Four numbers govern the whole protocol. SN is assigned by the server and provides total ordering across all clients — this is what makes collaborative editing deterministic. CSN is the client's own counter, so the server can detect duplicate or out-of-order client submissions. RSN tells the server what the client has already seen, which is critical for garbage collection and catch-up. MSN is the minimum RSN across all connected clients — any operations before MSN can be safely garbage collected because all clients have acknowledged seeing them. All validation is enforced in Gleam at compile time.
JWT validation is another area where Gleam's type safety pays off. Every possible failure mode is an explicit variant: expired token, wrong tenant, wrong document, missing scope, invalid claim.

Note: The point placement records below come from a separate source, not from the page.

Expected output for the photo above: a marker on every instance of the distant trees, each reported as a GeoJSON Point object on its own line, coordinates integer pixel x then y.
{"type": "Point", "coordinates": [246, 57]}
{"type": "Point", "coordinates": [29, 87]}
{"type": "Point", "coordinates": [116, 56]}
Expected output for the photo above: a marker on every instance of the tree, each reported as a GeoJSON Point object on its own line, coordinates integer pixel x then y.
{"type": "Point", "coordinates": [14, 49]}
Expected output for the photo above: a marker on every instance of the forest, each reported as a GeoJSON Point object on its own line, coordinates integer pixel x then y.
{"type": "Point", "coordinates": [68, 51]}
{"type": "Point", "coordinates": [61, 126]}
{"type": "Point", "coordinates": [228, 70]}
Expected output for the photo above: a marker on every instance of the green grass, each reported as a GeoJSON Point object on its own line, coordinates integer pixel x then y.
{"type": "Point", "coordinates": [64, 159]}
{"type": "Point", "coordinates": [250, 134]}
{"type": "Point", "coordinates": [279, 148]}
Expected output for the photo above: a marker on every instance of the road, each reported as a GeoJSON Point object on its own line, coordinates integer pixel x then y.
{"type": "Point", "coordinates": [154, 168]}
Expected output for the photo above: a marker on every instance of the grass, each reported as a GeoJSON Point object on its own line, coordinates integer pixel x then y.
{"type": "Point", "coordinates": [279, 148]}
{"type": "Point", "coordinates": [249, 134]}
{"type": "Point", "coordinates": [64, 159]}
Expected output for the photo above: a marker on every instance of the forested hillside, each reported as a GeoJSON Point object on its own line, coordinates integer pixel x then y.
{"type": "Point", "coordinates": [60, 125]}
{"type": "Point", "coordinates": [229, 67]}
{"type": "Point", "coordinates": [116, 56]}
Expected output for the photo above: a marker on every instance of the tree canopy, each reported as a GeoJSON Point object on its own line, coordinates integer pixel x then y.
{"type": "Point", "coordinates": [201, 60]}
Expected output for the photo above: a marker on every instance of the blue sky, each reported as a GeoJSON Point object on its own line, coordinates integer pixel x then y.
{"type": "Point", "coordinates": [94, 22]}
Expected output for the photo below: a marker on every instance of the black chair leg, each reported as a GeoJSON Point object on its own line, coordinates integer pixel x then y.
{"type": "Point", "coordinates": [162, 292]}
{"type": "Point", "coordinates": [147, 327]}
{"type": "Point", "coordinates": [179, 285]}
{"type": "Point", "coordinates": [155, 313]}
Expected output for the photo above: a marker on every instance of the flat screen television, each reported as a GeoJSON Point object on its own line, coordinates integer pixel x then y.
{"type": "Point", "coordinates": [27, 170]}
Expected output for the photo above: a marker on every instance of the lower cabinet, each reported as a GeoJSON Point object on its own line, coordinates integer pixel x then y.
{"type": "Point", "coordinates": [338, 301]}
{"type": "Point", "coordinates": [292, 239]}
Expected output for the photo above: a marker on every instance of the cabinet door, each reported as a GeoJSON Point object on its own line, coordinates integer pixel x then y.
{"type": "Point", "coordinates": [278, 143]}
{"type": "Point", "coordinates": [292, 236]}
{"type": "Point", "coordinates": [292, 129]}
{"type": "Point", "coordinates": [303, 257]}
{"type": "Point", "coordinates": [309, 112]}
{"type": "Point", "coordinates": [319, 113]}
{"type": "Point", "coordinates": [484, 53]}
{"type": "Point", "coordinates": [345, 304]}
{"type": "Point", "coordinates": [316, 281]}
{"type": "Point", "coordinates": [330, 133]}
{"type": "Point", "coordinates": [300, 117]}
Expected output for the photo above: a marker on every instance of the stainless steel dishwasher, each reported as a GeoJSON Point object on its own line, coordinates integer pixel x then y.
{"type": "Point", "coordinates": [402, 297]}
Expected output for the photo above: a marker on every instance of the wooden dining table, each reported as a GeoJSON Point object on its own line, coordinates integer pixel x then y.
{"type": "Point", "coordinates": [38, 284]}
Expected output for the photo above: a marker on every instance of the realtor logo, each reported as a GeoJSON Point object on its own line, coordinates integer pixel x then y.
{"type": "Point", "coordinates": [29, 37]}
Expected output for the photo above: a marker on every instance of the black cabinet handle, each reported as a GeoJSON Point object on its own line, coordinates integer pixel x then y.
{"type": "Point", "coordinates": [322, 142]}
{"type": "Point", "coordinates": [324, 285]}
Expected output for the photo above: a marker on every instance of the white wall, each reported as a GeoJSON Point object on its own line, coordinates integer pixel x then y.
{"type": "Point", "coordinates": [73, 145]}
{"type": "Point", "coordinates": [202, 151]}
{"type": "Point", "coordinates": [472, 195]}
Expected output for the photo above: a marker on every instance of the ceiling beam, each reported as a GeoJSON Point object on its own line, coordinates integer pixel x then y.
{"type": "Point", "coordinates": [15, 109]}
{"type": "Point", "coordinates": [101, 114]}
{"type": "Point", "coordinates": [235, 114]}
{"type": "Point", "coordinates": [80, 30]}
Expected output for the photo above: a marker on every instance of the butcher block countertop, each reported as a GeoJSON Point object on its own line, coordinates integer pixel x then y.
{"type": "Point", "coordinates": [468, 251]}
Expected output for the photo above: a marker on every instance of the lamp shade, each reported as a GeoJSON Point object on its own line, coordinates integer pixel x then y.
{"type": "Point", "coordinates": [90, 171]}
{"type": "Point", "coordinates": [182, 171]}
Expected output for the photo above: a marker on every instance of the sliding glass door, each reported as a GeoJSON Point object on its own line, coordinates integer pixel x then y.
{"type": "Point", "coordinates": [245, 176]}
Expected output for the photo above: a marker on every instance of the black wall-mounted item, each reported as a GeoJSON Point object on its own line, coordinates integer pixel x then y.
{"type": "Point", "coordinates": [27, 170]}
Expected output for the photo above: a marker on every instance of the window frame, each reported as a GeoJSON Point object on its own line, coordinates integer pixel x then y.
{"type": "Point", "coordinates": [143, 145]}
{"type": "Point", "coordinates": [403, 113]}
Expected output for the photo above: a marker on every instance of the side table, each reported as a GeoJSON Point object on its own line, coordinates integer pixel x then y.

The Gleam compiler forces every caller to handle all five error cases. In a dynamically typed language, it's easy to forget to check for tenant mismatches and accidentally leak cross-tenant data. Here, the compiler won't let you.
All Fluid Framework message types are modeled as a single algebraic data type. When you pattern match on a MessageType in Gleam, the compiler will error if you forget to handle any variant. This is especially important as the protocol evolves — adding a new message type will cause compile errors everywhere it needs to be handled, rather than silently falling through to a default case. ConnectionMode similarly prevents accidentally allowing writes from read-only connections.
When the server needs to reject an operation, it sends a Nack — a negative acknowledgment. Each error type maps to an HTTP-like status code so clients can programmatically handle them. The constructor functions provide semantic, self-documenting ways to create nacks. For example, invalid_csn includes both the expected and actual values for debugging. read_only_client is used when a read-mode connection tries to submit an operation. The client receives these as structured objects, not opaque error strings.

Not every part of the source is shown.